I'm not saying that the world divides neatly between those who preach and those who play - it just seems like that sometimes. The news, for example, describes almost no middle ground. It's all disaster (and the people who are called upon to fix it) or celebrity (and the people who are called upon to wallow in it). The morals of celebrity and the freedoms of disaster are left to the poets.
Yet writers who are not journalists must always struggle against both (except Jane Austen who in Sense and Sensibility does it so perfectly that nothing sweaty shows). Mere mortals guard constantly against moralizing, and ferociously edit out melodramatic gushing, and the result often creaks and slides with remnants of both. How in fact do you approach an obviously evil world? What do you make of those moments of love and joy? What do you live for?And what is the truth, and is it upper- or lower-cased?

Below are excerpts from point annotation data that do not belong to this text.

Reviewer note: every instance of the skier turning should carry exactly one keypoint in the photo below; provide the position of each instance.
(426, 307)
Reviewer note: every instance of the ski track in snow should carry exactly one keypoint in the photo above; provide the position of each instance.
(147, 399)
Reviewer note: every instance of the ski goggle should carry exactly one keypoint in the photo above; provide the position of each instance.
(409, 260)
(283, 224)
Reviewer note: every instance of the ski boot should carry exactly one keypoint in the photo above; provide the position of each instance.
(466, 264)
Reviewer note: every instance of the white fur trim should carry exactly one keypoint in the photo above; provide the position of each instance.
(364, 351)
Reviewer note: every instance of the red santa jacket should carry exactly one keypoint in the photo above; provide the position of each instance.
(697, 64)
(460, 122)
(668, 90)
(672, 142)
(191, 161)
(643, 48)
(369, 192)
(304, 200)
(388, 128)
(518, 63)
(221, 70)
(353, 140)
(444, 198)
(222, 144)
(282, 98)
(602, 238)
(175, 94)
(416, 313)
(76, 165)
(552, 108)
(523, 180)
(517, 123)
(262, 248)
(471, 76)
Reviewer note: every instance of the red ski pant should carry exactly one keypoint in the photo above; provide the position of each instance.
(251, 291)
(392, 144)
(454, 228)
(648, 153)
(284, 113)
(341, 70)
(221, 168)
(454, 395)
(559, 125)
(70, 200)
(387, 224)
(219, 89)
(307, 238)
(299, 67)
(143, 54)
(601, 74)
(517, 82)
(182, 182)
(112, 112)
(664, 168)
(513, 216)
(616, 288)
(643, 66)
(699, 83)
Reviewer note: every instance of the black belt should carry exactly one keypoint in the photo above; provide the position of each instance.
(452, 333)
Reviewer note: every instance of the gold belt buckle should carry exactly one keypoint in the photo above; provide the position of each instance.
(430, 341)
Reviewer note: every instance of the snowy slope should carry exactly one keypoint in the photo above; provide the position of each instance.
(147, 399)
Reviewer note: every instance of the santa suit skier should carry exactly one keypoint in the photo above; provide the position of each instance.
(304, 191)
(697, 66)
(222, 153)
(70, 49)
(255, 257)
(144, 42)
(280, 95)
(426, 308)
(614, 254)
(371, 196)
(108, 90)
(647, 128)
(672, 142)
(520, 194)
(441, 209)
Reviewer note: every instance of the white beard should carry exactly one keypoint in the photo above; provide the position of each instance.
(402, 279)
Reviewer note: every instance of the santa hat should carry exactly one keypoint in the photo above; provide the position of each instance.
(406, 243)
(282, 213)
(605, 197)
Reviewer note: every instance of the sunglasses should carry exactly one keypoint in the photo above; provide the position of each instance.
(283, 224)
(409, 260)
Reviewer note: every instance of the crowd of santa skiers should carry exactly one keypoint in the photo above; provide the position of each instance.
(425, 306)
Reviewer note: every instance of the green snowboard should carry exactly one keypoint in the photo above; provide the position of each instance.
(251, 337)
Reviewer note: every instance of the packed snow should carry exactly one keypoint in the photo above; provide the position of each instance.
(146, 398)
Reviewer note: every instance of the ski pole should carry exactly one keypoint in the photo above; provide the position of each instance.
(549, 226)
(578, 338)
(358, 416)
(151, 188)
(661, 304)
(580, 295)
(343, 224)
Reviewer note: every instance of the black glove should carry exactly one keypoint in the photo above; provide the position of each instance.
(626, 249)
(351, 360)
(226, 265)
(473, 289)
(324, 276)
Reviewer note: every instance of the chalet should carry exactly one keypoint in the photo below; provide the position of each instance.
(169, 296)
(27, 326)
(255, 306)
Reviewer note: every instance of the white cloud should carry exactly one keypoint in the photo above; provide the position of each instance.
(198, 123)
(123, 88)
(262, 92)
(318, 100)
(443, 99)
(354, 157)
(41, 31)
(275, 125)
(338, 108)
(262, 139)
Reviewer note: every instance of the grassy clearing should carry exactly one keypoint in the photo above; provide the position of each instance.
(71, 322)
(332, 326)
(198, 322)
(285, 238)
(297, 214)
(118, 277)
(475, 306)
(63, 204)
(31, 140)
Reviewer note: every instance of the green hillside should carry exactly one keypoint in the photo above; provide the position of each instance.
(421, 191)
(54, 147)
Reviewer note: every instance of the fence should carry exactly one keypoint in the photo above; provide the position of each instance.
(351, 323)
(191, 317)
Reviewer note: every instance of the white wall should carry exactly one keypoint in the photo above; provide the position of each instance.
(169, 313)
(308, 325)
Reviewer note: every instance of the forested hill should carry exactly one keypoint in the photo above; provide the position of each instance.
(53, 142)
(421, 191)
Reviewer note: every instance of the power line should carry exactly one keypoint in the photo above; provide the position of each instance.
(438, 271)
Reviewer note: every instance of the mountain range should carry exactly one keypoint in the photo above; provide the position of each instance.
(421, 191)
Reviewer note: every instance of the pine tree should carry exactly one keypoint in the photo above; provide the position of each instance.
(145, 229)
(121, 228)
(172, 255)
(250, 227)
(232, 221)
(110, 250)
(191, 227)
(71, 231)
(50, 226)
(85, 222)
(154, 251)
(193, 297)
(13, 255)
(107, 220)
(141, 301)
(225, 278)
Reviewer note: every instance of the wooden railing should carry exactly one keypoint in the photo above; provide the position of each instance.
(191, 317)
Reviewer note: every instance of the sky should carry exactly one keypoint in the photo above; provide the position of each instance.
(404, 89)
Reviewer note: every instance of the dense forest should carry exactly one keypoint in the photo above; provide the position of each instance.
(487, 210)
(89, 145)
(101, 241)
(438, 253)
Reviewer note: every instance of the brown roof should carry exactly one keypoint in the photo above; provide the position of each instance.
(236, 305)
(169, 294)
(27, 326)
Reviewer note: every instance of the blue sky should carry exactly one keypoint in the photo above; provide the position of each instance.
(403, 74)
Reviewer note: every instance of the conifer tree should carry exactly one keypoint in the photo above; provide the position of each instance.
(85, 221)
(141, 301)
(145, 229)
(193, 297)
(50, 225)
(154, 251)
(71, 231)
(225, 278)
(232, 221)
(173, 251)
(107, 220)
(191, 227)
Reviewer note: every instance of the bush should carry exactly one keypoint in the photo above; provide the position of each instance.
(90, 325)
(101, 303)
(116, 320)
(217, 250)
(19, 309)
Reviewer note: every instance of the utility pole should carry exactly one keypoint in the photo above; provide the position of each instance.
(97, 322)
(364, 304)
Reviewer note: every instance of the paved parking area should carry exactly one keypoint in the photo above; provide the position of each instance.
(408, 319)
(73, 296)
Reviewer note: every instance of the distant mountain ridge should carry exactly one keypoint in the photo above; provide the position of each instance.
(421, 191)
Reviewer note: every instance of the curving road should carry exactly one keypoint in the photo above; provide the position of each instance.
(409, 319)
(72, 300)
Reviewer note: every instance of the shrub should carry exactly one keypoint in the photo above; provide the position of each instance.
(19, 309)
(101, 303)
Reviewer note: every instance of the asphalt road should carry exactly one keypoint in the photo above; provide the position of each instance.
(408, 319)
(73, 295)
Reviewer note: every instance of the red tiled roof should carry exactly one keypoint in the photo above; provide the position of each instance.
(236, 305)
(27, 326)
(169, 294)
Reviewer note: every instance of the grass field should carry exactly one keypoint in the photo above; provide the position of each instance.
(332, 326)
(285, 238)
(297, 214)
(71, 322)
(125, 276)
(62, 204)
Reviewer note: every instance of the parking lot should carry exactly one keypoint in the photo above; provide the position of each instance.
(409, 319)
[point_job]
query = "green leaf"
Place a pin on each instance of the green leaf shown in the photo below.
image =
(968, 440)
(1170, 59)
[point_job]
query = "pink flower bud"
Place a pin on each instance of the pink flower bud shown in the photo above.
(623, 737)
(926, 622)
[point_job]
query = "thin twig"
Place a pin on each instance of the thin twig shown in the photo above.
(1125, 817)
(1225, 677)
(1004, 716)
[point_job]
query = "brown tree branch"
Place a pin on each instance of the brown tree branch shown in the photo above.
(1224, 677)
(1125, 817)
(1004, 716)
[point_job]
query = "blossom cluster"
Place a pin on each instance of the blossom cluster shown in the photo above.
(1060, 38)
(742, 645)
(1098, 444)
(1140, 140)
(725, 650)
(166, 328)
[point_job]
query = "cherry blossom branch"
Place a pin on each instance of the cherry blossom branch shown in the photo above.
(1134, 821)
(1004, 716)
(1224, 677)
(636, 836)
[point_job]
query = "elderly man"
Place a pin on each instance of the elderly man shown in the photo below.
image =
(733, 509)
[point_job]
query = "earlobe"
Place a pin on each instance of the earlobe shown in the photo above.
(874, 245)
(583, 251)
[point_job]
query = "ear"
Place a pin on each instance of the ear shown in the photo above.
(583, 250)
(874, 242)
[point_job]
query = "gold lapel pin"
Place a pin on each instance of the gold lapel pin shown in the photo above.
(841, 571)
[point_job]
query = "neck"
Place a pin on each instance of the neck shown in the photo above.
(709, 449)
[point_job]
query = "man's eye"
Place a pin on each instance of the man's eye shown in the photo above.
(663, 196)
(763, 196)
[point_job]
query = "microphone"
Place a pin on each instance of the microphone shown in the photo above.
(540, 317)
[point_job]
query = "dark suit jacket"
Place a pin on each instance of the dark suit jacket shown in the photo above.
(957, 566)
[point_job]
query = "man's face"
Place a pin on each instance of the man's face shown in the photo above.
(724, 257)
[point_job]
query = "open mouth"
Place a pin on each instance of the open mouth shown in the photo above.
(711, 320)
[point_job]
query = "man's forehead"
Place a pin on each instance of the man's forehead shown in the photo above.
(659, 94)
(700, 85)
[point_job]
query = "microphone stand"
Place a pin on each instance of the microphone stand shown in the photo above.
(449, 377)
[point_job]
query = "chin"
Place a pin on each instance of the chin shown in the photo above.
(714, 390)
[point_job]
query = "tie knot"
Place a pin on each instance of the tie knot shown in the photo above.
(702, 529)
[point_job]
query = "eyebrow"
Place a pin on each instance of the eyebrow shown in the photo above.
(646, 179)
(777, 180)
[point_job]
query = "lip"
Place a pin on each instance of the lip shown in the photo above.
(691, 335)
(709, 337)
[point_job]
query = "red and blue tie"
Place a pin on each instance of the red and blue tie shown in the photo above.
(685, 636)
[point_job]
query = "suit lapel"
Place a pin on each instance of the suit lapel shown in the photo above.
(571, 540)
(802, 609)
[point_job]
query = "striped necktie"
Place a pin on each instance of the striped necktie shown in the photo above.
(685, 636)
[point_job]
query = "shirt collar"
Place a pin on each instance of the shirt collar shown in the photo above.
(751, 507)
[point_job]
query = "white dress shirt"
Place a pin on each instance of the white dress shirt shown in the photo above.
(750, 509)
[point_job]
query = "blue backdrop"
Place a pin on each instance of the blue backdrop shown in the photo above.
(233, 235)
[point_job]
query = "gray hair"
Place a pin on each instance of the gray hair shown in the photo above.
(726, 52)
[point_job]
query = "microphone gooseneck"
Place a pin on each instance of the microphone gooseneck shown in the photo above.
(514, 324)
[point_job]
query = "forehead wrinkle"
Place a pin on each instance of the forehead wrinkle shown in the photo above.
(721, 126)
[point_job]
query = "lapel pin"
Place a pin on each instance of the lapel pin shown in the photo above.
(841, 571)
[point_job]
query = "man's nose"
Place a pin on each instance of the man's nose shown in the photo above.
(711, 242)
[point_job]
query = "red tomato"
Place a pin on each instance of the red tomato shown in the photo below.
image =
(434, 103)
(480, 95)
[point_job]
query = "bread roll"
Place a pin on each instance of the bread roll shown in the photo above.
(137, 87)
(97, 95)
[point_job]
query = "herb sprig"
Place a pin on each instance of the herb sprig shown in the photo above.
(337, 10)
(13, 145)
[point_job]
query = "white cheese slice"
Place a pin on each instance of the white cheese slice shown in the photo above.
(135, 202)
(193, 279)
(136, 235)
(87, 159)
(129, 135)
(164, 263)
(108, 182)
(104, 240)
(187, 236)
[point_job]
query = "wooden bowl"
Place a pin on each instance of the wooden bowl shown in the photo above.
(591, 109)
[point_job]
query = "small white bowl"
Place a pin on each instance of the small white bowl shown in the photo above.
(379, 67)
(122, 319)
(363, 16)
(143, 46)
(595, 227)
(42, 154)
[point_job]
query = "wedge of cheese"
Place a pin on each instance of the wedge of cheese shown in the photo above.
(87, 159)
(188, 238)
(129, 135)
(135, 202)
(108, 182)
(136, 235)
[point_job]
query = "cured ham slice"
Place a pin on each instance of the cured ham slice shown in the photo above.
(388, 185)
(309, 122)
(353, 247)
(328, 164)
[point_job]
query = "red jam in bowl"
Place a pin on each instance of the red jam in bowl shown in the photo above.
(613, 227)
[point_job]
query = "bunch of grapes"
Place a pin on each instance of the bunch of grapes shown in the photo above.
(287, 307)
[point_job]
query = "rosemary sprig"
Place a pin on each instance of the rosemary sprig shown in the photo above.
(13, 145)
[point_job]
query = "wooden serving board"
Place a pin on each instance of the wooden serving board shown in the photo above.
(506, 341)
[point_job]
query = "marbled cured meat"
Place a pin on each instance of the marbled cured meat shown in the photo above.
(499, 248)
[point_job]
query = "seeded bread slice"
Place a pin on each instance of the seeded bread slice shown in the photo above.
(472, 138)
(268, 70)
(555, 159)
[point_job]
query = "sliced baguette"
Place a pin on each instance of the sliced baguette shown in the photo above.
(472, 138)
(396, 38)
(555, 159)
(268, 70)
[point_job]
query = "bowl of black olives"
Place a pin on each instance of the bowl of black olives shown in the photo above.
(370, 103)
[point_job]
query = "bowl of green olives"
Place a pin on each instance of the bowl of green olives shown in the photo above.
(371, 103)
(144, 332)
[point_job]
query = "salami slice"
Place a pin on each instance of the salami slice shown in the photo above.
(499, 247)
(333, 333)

Personally, I can't help but criticize bad actions, bad people, bad outcomes in politics and business and love. I can't help but fall aswoon on Beech Hill, Lucia Beach, in my backyard on the first warm day of spring, in a reading-aloud of Richard Selzer's "Skin." But bringing them together? It seldom works for me on paper.
It's really a religious question, I guess. Do you believe in something ultimate? I obviously have trouble both ways: if you don't believe in something beyond human perception, what's the point of living? If you do, it's logically (and often emotionally) impossible.
I'm (obscurely) comforted by the notion that Easter is just the Christian manifestation of countless pagan rites throughout history and geography. It seems to fit with the maxim (slightly preachy, I admit, even Calvinistic) that although an absolute Truth (God, Nature, Art, Music, Love) is unattainable, we have to go after it anyway. Isn't every day of our lives both an affirmation and a denial? Yes/No seems a perfect answer to Easter.